This post describes how to set up a transparent automated setup for reproducible R workflows using nixpkgs, niv, and lorri. The explanatory example used throughout the post is one of setting up the rethinking package and running some examples from the excellent second edition of “Statistical Rethinking” by Richard McElreath.

Background

As detailed in an earlier post1, I had set up Nix to work with non-CRAN packages. If the rest of this section is unclear, please refer back to the earlier post.

Setup

For the remainder of the post, we will set up a basic project structure:

mkdir tryRnix/

Now we will create a shell.nix as2:

# shell.nix
{ pkgs ? import <nixpkgs> { } }:
with pkgs;
let
  my-r-pkgs = rWrapper.override {
    packages = with rPackages; [
      ggplot2
      tidyverse
      tidybayes
      tidybayes.rethinking
      (buildRPackage {
        name = "rethinking";
        src = fetchFromGitHub {
          owner = "rmcelreath";
          repo = "rethinking";
          rev = "d0978c7f8b6329b94efa2014658d750ae12b1fa2";
          sha256 = "1qip6x3f6j9lmcmck6sjrj50a5azqfl6rfhp4fdj7ddabpb8n0z0";
        };
        propagatedBuildInputs = [ coda MASS mvtnorm loo shape rstan dagitty ];
      })
    ];
  };
in mkShell {
  buildInputs = with pkgs; [ git glibcLocales openssl which openssh curl wget ];
  inputsFrom = [ my-r-pkgs ];
  shellHook = ''
    mkdir -p "$(pwd)/_libs"
    export R_LIBS_USER="$(pwd)/_libs"
  '';
  GIT_SSL_CAINFO = "${cacert}/etc/ssl/certs/ca-bundle.crt";
  LOCALE_ARCHIVE = stdenv.lib.optionalString stdenv.isLinux
    "${glibcLocales}/lib/locale/locale-archive";
}

So we have:

tree tryRnix
tryRnix
└──shell.nix
0directories,1file

Introspection

At this point:

  • I was able to install packages (system and R) arbitrarily
  • I was able to use project specific folders
  • Unlike npm, pipenv, poetry, conda and friends, my system was not bloated by downloading and setting up the same packages every-time I used them in different projects

However, though this is a major step up from being chained to RStudio and my system package manager, it is still perhaps not immediately obvious how this workflow is reproducible.
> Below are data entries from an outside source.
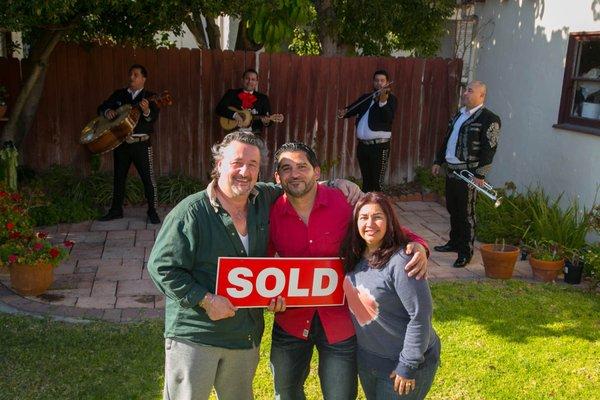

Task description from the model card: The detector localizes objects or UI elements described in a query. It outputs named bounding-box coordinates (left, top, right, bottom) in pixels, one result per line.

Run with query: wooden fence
left=0, top=44, right=461, bottom=183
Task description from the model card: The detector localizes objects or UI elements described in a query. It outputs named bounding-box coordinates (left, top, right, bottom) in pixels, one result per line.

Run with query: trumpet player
left=431, top=81, right=500, bottom=268
left=337, top=69, right=397, bottom=193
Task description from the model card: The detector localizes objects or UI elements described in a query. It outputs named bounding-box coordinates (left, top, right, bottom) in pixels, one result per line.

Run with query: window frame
left=553, top=31, right=600, bottom=136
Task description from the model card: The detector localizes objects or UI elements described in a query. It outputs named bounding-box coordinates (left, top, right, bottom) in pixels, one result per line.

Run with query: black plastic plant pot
left=564, top=260, right=583, bottom=285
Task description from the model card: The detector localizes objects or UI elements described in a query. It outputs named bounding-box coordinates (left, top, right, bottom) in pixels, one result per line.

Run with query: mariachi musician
left=98, top=64, right=160, bottom=224
left=338, top=69, right=397, bottom=193
left=217, top=68, right=271, bottom=134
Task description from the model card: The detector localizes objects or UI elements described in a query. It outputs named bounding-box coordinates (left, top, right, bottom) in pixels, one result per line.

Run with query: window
left=554, top=32, right=600, bottom=136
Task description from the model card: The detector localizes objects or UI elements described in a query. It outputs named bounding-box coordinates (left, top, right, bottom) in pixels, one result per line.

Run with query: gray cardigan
left=345, top=250, right=440, bottom=379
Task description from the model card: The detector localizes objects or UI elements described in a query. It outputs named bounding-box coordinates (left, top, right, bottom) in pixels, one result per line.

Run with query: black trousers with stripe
left=356, top=142, right=390, bottom=193
left=446, top=172, right=477, bottom=257
left=110, top=140, right=158, bottom=212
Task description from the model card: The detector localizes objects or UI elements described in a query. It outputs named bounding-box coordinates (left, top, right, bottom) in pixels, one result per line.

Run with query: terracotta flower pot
left=479, top=244, right=521, bottom=279
left=10, top=263, right=54, bottom=296
left=529, top=256, right=565, bottom=282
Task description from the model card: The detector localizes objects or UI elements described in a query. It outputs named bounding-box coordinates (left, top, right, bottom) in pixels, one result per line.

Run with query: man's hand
left=267, top=296, right=285, bottom=312
left=201, top=293, right=237, bottom=321
left=404, top=242, right=427, bottom=280
left=473, top=177, right=485, bottom=187
left=140, top=99, right=150, bottom=116
left=333, top=179, right=365, bottom=205
left=390, top=371, right=416, bottom=396
left=104, top=109, right=117, bottom=119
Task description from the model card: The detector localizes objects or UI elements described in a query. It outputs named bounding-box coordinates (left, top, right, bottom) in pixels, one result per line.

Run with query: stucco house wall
left=474, top=0, right=600, bottom=206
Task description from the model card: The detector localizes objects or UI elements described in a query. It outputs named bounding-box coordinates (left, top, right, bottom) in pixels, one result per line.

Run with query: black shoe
left=98, top=210, right=123, bottom=222
left=452, top=256, right=471, bottom=268
left=433, top=243, right=458, bottom=253
left=148, top=209, right=160, bottom=225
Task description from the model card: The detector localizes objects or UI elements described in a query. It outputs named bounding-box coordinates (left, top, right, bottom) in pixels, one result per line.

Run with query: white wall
left=475, top=0, right=600, bottom=209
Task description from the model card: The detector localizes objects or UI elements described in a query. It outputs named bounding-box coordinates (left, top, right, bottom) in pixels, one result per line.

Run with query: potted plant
left=528, top=240, right=565, bottom=282
left=0, top=190, right=73, bottom=296
left=0, top=85, right=8, bottom=118
left=479, top=240, right=521, bottom=279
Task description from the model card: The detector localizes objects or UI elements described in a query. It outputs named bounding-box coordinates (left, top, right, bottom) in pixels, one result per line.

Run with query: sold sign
left=216, top=257, right=344, bottom=307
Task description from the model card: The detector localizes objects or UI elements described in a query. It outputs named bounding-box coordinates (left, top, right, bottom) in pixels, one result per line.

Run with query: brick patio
left=0, top=201, right=531, bottom=322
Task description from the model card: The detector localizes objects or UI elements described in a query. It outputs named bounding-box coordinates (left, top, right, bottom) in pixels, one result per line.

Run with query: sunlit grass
left=0, top=281, right=600, bottom=400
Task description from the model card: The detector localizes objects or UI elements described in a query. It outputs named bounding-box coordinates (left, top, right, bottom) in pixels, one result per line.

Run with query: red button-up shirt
left=269, top=185, right=427, bottom=344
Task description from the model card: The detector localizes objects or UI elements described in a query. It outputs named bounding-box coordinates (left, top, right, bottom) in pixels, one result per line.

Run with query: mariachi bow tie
left=238, top=91, right=256, bottom=110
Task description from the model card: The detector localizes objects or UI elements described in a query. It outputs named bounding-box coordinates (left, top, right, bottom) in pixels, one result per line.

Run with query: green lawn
left=0, top=281, right=600, bottom=400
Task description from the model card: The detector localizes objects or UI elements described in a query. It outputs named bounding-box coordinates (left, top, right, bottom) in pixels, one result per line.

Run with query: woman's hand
left=390, top=371, right=417, bottom=396
left=404, top=242, right=427, bottom=279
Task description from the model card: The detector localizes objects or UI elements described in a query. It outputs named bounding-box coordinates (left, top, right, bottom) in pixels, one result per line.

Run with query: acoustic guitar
left=219, top=107, right=284, bottom=131
left=79, top=90, right=173, bottom=154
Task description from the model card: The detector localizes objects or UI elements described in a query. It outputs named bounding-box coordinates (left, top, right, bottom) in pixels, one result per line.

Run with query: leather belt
left=358, top=139, right=391, bottom=145
left=125, top=134, right=150, bottom=144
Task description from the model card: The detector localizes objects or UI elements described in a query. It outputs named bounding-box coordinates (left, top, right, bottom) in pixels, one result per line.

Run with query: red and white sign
left=216, top=257, right=344, bottom=307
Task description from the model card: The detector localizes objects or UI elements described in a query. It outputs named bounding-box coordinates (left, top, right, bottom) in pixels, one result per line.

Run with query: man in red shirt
left=269, top=143, right=427, bottom=400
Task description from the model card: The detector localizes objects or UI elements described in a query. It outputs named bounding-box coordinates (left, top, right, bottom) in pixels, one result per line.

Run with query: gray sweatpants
left=163, top=339, right=259, bottom=400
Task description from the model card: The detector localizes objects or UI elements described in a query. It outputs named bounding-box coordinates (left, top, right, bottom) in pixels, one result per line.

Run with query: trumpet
left=452, top=169, right=502, bottom=208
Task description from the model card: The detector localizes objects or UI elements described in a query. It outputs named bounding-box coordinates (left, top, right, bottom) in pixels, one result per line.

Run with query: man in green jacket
left=148, top=132, right=360, bottom=400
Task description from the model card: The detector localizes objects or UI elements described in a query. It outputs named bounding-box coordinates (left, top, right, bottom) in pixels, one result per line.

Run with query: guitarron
left=79, top=90, right=173, bottom=154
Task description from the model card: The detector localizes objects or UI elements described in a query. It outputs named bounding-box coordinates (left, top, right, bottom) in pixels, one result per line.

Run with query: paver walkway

Admittedly, I have defined my packages in a nice functional manner; but someone else might have a different upstream channel they are tracking, and thus will have different packages. Indeed the only packages which I could be sure of were the R packages I built from Github, since those were tied to a hash. Finally, the setup described for each project is pretty onerous, and it is not immediately clear how to leverage fantastic tools like direnv for working through this.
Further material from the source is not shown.